The method according to the invention is applicable to an arbitrary number of cameras. The relative position of a set cameras can be computed if the set of cameras can be seen as a sequence of cameras wherein each subsequent pair shares three reference points.

It is remarked that the scope of protection of the invention is not restricted to the embodiments described herein. Parts of the system may implemented in hardware, software or a combination thereof. E.g. the algorithm for calculating the camera positions may be carried out by a general purpose processor or by dedicated hardware. Neither is the scope of protection of the invention restricted by the reference numerals in the claims. The word ‘comprising’ does not exclude other parts than those mentioned in a claim. The word ‘a(n)’ preceding an element does not exclude a plurality of those elements. Means forming part of the invention may both be implemented in the form of dedicated hardware or in the form of a programmed general purpose processor. The invention resides in each new feature or combination of features.

Claims

1. Method for determining a relative position of a first camera with respect to a second camera, comprising the followings steps:

Determining at least a first, a second and a third position of respective reference points with respect to the first camera

Determining at least a first, a second and a third distance of said respective reference points with respect to the second camera

Calculating the relative position of the second camera with respect to the first camera using at least the first to the third positions and the first to the third distances.

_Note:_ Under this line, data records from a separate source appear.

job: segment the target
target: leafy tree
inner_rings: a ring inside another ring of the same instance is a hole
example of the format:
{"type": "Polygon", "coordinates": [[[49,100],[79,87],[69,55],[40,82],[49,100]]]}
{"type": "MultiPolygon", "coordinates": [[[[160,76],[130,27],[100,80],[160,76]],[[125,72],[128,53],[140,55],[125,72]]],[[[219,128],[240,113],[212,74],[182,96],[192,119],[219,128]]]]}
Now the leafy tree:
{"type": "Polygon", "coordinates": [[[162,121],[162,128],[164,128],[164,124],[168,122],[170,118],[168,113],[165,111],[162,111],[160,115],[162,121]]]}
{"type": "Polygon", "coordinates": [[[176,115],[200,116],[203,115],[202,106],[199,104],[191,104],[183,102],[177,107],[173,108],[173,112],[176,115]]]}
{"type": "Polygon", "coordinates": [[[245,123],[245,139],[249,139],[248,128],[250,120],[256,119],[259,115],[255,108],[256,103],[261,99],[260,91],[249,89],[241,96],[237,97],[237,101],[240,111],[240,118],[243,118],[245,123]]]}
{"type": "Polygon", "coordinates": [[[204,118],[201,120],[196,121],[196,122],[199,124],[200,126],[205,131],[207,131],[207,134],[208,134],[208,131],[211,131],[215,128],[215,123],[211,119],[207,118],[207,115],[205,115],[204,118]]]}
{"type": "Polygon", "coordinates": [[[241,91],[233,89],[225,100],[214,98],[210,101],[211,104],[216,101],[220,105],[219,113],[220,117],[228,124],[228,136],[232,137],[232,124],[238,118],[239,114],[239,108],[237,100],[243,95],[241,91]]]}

2. Camera arrangement comprising a first camera, a second camera and a control node, which control node is coupled to the first camera to receive a first, a second and a third position ((xti,yti); (xtj,ytj); (xtk,ytk)) of respective reference points with respect to the first camera, and coupled to the second camera to receive a first, a second and a third distance (dCi,ti, dCi,tj, dCi,tk) of said respective reference points with respect to the second camera, which control node is further arranged to calculate a relative position of the second camera (xC2,yC2) with respect to the first camera based on the first to the third positions and the first to the third distances.

3. Camera arrangement according to claim 2, wherein the cameras are smart cameras.

4. Camera arrangement according to claim 2, wherein the control node is further arranged to calculate a relative orientation (φCn) of the second camera with respect to the first camera.